Nothing is normal now.
That kind of unpredictable nature of life right now produces a lot of anxiety and worry. The nature of this is cyclical. I am up and down all day long depending on what is happening and what I am doing and who I am talking to (by phone or online...not much in person).
The familiar hugs that friends can give cannot happen now.
6' away they say. We order our groceries online, venture out of our park rarely.
Church is "virtual" now. Pastor is putting little encouraging snippets of prayer and reassurance on Facebook almost every day. My WW group meetings will go on "conference call" and I downloaded "Zoom" the other day in order to prepare for that.
Around us people are out walking, swimming at the pool (6' apart) and sitting on their porches enjoying bird song.
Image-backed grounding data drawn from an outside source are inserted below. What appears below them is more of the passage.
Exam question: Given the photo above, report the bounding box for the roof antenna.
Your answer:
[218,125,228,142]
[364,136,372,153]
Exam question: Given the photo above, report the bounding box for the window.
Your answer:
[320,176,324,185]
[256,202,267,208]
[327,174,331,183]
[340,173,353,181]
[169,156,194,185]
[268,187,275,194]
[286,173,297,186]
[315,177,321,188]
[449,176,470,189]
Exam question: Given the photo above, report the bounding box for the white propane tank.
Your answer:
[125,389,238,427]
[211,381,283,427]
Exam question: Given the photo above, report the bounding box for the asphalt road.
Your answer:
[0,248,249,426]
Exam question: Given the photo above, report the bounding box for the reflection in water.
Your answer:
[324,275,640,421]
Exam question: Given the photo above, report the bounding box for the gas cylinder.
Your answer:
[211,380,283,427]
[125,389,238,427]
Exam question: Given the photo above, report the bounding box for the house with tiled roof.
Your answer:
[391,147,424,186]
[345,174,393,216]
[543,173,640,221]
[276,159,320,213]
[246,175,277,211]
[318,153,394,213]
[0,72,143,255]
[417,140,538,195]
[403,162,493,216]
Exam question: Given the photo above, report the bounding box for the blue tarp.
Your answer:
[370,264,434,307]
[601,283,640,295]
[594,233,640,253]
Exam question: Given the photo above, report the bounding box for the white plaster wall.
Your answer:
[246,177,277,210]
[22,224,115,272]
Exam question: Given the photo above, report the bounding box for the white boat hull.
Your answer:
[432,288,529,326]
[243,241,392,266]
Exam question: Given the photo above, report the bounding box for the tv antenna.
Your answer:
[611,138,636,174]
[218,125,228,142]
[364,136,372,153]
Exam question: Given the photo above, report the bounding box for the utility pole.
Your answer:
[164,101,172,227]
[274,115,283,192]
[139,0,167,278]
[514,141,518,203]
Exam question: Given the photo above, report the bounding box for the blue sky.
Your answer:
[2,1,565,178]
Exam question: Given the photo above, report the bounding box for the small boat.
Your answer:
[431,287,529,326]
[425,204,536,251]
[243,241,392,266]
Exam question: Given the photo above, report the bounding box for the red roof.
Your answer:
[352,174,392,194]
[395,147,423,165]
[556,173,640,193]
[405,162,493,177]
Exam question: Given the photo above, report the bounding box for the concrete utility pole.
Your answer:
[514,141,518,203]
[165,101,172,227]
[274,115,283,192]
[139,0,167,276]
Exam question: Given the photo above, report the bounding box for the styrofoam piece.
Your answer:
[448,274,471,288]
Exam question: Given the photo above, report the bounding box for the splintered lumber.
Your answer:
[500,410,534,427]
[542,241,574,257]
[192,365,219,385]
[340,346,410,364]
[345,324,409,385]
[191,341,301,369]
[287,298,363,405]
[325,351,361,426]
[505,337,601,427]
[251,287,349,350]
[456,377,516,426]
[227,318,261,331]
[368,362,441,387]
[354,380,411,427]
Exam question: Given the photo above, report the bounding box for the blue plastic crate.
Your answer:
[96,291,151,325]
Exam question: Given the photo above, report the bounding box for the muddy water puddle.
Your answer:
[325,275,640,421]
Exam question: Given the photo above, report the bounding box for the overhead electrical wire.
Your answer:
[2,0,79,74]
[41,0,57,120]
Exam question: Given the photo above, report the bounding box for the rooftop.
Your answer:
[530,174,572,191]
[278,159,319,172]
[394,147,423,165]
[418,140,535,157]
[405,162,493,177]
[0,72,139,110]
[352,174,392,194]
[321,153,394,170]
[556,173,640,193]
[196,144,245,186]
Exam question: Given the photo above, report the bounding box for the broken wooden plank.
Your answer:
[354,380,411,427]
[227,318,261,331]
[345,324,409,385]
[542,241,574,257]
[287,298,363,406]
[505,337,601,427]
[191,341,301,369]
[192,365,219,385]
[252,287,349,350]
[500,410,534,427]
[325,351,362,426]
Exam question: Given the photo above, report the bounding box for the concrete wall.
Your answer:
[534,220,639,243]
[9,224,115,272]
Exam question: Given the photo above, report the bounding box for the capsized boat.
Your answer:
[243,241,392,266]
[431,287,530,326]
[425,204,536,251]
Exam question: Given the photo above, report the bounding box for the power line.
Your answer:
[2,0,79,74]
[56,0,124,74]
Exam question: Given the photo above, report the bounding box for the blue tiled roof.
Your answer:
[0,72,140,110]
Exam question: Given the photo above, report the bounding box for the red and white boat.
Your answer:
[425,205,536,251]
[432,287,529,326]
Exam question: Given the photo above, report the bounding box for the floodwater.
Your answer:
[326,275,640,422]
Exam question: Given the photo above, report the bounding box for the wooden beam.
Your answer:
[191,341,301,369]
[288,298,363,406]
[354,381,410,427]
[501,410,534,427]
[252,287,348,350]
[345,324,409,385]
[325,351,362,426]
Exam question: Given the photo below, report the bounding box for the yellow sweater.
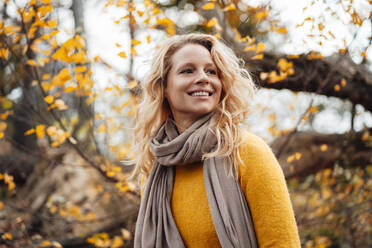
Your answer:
[170,132,301,247]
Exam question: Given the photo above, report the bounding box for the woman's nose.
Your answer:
[195,70,209,84]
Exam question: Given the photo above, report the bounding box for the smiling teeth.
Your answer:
[191,91,209,96]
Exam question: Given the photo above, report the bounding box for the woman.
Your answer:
[132,33,301,248]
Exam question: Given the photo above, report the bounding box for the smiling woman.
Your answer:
[132,33,301,248]
[165,43,222,132]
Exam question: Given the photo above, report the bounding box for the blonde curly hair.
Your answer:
[132,33,256,179]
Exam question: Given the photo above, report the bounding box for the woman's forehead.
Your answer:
[170,43,215,68]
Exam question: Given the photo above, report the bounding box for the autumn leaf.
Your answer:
[0,122,6,132]
[206,17,218,28]
[318,23,325,31]
[97,123,106,133]
[118,51,126,58]
[44,95,54,104]
[256,42,265,53]
[36,125,45,139]
[131,39,141,46]
[223,3,236,11]
[255,10,269,21]
[202,3,215,10]
[270,26,287,34]
[340,78,347,87]
[25,128,35,135]
[320,144,328,151]
[251,54,264,60]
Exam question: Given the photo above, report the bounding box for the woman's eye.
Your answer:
[180,68,193,74]
[207,69,217,75]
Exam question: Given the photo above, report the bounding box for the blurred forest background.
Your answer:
[0,0,371,247]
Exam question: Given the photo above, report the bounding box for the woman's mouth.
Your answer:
[188,91,213,96]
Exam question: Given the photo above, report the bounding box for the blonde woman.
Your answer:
[133,33,300,248]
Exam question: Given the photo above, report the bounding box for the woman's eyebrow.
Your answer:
[176,62,216,70]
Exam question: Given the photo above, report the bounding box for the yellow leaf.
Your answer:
[251,54,264,60]
[128,80,137,88]
[361,51,366,59]
[295,152,302,160]
[36,125,45,139]
[270,26,287,34]
[97,123,106,133]
[334,84,340,91]
[339,48,346,55]
[112,236,124,248]
[2,98,12,110]
[318,23,325,31]
[1,233,12,240]
[44,95,54,104]
[118,51,126,58]
[320,144,328,151]
[75,66,87,73]
[146,35,151,44]
[40,0,51,3]
[206,17,218,28]
[41,240,51,247]
[287,155,295,163]
[202,3,215,10]
[25,128,35,135]
[26,59,37,66]
[131,47,137,55]
[51,141,59,147]
[351,11,362,26]
[37,5,53,18]
[255,10,269,21]
[340,78,346,87]
[0,201,3,210]
[0,48,9,59]
[47,19,57,28]
[0,132,3,139]
[256,42,265,53]
[131,39,141,46]
[64,86,76,93]
[0,122,6,132]
[115,43,121,47]
[223,3,236,11]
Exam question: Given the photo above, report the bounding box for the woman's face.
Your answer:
[165,43,222,126]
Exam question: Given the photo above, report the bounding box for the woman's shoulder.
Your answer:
[237,130,284,180]
[238,131,274,161]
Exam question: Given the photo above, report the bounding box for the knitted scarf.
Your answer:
[134,113,258,248]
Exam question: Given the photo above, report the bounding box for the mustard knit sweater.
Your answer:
[143,132,301,247]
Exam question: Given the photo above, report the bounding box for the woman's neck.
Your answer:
[170,118,193,133]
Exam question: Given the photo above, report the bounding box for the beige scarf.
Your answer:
[134,113,258,248]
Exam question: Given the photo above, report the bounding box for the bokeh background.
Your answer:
[0,0,371,247]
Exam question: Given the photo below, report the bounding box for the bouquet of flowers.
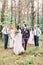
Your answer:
[15,29,19,35]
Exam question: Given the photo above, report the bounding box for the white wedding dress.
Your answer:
[13,30,24,55]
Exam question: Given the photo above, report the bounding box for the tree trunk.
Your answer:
[27,0,29,20]
[18,0,21,24]
[1,0,6,23]
[11,0,13,23]
[31,0,34,28]
[37,0,39,24]
[14,0,17,27]
[42,0,43,19]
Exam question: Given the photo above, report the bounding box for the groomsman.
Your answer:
[34,24,41,46]
[21,24,30,50]
[2,23,9,49]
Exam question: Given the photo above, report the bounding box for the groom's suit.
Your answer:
[21,28,30,50]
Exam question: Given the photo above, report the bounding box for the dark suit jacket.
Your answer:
[21,28,30,40]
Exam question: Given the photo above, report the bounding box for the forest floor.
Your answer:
[0,35,43,65]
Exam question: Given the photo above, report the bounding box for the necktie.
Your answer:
[36,29,38,36]
[6,28,7,33]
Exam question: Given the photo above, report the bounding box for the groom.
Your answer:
[2,23,9,49]
[21,24,30,50]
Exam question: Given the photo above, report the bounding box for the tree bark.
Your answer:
[18,0,21,24]
[11,0,13,23]
[31,0,34,28]
[37,0,39,24]
[1,0,6,23]
[42,0,43,19]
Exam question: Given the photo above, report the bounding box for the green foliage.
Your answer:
[26,55,34,64]
[36,17,43,33]
[0,34,43,65]
[0,24,3,37]
[17,55,34,65]
[0,9,43,33]
[39,18,43,33]
[24,47,39,55]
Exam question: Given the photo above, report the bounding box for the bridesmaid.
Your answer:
[28,27,34,47]
[9,24,15,49]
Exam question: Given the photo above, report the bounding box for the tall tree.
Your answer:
[25,0,29,20]
[41,0,43,33]
[21,0,25,21]
[1,0,6,23]
[18,0,22,24]
[14,0,16,27]
[42,0,43,19]
[31,0,34,28]
[37,0,39,24]
[11,0,13,23]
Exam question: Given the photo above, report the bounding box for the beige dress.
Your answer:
[28,31,34,44]
[9,30,15,48]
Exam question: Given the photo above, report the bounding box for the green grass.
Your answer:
[0,35,43,65]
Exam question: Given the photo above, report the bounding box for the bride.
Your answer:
[13,26,24,55]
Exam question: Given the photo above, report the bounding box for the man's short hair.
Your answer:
[24,24,27,27]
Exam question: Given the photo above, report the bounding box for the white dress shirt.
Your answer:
[34,27,41,36]
[2,26,9,34]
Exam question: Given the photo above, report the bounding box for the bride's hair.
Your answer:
[17,25,19,30]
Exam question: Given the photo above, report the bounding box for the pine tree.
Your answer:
[37,0,39,25]
[31,0,34,28]
[1,0,6,23]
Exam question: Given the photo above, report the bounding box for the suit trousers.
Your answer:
[4,34,8,49]
[22,38,28,50]
[34,35,39,46]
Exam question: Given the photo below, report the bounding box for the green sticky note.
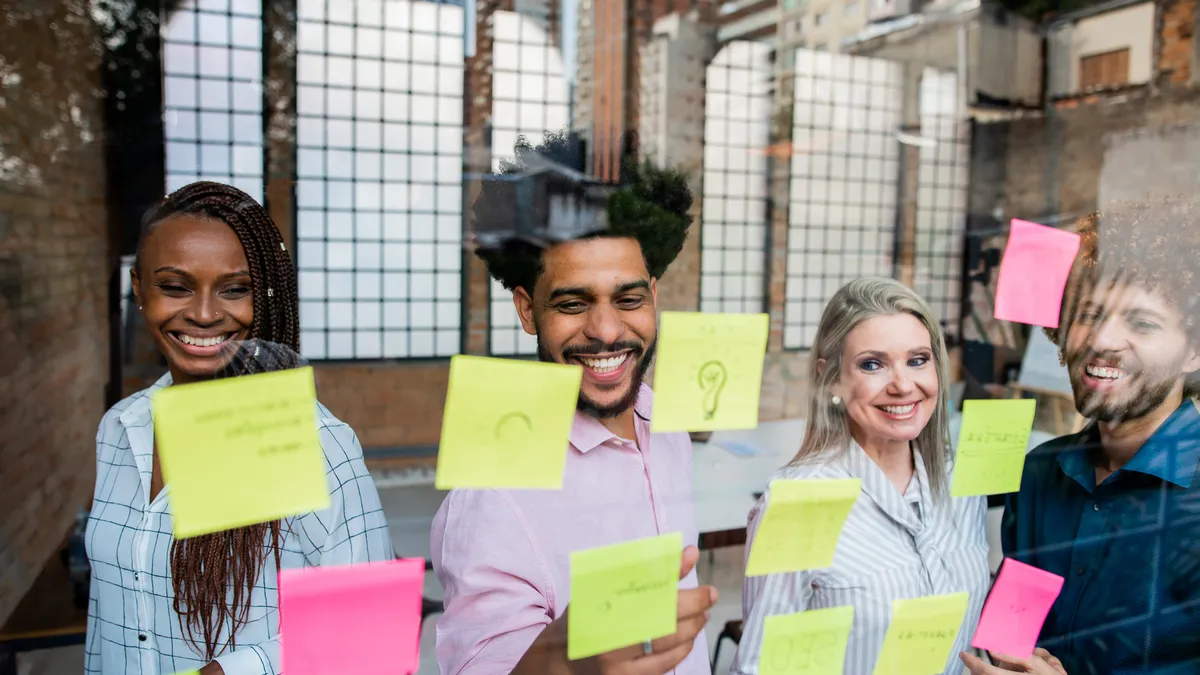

We order groceries delivered.
Our granddaughter sent us a huge package of staples the other day (see the last entry in my "littles" above). How darling..honey, cereal, soup, spaghetti sauce, etc. Everything organic. We were so touched. She and her beloved family live in San Francisco. They are really "sheltering in place" there.
When I look at my littles and the strawberries I bought on Feb 13 at the local food stand...how different life was a month ago!!! Now the food stand isn't even there anymore! Everything in our park has come to a stand still...so many things people were looking forward to are cancelled or postponed indefinitely. But this is true of everyone in the world right now.
Art is a definite antidote to anxiety and boredom and worry. Those people to whom I have taught Zentangle® over the years have a gift now tucked into their pockets. There is a place for gentle meditation. All the artists I know have that gift (meaning also writers, poets, musicians, etc). We have something now that can ease the burden of waiting and wondering. Something to enrich our souls and help us through.
I pray hard for all you reading this to stay well and safe.
Keeping in touch virtually has been very helpful to many of us.